Pour les directions des différents réseaux sociaux, l’audimat est l’objectif ultime. Il faut retenir les utilisateurs en leur servant des contenus les engageant à rester le plus longtemps possible. Leur logique n’a rien d’éthique, il s’agit uniquement de multiplier le plus possible les réactions, « like », commentaires, etc. Les « algorithmes de recommandation » vont interpréter les réactions, même négatives, comme un signal positif ; et cela favorise les contenus les plus extrêmes. On pourrait débattre à l’infini sur les réseaux, simple miroir d’une société polarisée ou cause de la montée des extrêmes : c’est le vieux débat de la poule et de l’œuf. En pratique, la haine va se propager, plus ou moins vite selon le réseau, en « engageant » l’utilisateur au départ neutre vers des contenus inconnus par lui, en créant des « bulles de filtre » ; ou, pour ceux déjà tentés par des messages haineux, vers une chaîne de recommandations de plus en plus radicales. Chaque plateforme a un algorithme adapté à son format (texte, vidéo, images), ce qui affecte la vitesse et l'ampleur de la diffusion de la haine antisémite. Une analyse comparative peut révéler des vulnérabilités spécifiques à chacune d’entre elles : saluons ici le grand travail effectué par l’ADL (« Anti Defamation League ») aux États-Unis.

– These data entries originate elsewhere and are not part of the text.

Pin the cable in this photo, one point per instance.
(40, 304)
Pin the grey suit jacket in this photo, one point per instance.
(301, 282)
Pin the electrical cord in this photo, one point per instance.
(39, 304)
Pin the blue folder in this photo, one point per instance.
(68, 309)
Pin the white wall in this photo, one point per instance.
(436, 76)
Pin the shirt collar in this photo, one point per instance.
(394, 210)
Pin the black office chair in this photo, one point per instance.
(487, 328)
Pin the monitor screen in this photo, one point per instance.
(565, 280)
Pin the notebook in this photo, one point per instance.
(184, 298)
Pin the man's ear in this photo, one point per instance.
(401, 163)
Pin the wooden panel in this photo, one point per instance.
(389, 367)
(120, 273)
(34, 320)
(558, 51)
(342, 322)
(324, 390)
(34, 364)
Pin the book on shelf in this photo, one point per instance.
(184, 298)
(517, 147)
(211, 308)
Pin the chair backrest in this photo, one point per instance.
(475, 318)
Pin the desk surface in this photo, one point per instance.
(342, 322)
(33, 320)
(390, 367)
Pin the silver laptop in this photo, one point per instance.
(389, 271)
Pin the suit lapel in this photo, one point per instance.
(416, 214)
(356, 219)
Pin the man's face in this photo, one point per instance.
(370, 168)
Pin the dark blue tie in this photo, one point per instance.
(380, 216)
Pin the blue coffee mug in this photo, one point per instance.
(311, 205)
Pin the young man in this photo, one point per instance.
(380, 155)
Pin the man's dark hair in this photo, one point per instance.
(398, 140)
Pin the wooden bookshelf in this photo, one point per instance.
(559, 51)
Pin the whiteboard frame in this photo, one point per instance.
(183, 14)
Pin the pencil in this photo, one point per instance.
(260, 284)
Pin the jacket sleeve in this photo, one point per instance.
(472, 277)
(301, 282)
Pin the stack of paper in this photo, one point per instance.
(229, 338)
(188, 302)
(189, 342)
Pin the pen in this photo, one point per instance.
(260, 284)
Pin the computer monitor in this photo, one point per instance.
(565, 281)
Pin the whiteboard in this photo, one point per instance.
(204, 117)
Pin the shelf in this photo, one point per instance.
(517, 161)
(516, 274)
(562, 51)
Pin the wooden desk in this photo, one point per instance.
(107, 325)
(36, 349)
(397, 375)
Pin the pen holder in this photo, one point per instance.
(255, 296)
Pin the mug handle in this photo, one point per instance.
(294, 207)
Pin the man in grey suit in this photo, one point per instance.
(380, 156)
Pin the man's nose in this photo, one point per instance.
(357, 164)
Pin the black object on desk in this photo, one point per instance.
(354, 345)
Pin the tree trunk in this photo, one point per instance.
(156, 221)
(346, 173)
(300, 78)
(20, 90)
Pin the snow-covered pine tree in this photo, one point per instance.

Réseau largement apprécié par les plus jeunes – quoi que talonné maintenant par Instagram – la plateforme chinoise est de plus en plus dénoncée dans le monde. Dans un éditorial récent sur France Inter, Anne Rosencher la qualifiait ainsi : « cet algorithme chinois, c’est la guerre par d’autres moyens ». Il a été ainsi démontré qu’il est l'un des plus agressifs pour la découverte de contenus, en servant des vidéos courtes et particulièrement addictives basées sur des signaux comme le temps de visionnage. Le contenu anti israélien a été ainsi massivement encouragé, surtout après le 7 octobre 2023 où le ratio était de 54 contre 1 pour les publications pro-israéliennes. Conséquence directe, les tropes antisémites y sont encouragés dans la foulée. La quasi-absence de modération humaine n’apporte aucun correctif. Faut-il s’en étonner ? Tik Tok, maintenant sous contrôle aux États-Unis mais pas dans l’Union européenne, favorise en parallèle l’entrisme islamiste comme le dévoilait une note récente du ministère de l’Intérieur.

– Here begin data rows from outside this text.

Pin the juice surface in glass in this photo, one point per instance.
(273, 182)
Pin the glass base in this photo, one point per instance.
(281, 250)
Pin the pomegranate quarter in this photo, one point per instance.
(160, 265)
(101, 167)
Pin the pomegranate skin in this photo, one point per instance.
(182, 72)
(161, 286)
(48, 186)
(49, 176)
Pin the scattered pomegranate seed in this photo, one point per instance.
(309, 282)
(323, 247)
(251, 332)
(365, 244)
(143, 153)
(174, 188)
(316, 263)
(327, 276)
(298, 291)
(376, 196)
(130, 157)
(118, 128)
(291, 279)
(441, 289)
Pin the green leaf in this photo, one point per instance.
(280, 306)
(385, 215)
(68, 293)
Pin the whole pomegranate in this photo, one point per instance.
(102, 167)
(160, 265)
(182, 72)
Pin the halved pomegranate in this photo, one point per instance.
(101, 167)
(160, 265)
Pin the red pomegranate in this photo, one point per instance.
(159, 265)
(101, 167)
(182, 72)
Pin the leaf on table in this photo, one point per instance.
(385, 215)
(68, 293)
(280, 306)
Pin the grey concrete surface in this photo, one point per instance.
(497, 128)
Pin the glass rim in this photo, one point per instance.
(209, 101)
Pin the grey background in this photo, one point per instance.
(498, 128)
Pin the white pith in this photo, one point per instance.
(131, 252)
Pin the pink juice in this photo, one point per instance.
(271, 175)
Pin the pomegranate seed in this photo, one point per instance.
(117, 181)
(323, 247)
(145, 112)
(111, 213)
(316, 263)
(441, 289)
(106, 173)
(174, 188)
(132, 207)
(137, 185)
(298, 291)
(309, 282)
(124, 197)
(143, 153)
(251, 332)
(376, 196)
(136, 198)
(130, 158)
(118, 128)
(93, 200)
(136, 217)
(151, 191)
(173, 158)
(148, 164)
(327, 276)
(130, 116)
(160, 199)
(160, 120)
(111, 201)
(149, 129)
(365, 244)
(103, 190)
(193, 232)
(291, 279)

Moins important au niveau de son audimat, mais plus élitiste par la présence exceptionnelle d’acteurs de la vie politique et médiatique, ce réseau joue les apprentis sorciers différemment. Son algorithme priorise les posts « engagés » et « viraux ». L’utilisateur a deux modes d’entrée, l’un reprenant les publications des comptes suivis ; et un autre dit « For You » ; qui recommande du contenu de comptes non suivis mais « faisant le buzz ». Sous Elon Musk, les changements ont fortement réduit la modération : seulement 22 % des contenus haineux signalés sont supprimés.

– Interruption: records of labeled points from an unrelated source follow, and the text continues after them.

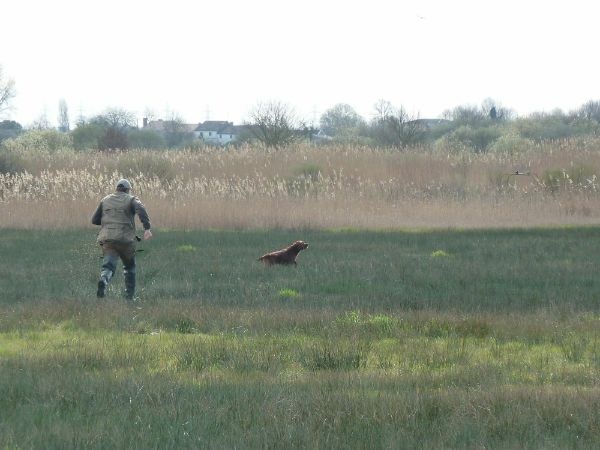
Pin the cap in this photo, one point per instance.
(124, 183)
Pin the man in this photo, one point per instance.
(115, 215)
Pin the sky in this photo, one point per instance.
(218, 60)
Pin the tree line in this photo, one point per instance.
(477, 128)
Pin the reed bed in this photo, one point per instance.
(313, 187)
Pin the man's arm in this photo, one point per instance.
(140, 210)
(97, 217)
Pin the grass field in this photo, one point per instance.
(377, 339)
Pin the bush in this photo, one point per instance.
(10, 161)
(511, 144)
(145, 139)
(478, 139)
(39, 140)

Ces deux plateformes ont des publics différents, Facebook réseau « historique » ayant un public nettement plus âgé et sans doute moins réactif que le second. Ils utilisent des algorithmes basés sur les groupes, les « like » et les partages, favorisant les communautés fermées : la haine peut y incuber, mais aussi des mobilisations parfois violentes, comme on l’a vu lors de la crise des Gilets Jaunes. Meta a des outils de modération qui semblent plus robustes ; mais les « groupes privés » – et qui sont par définition plus opaques –, peuvent avoir une influence encore plus pernicieuse.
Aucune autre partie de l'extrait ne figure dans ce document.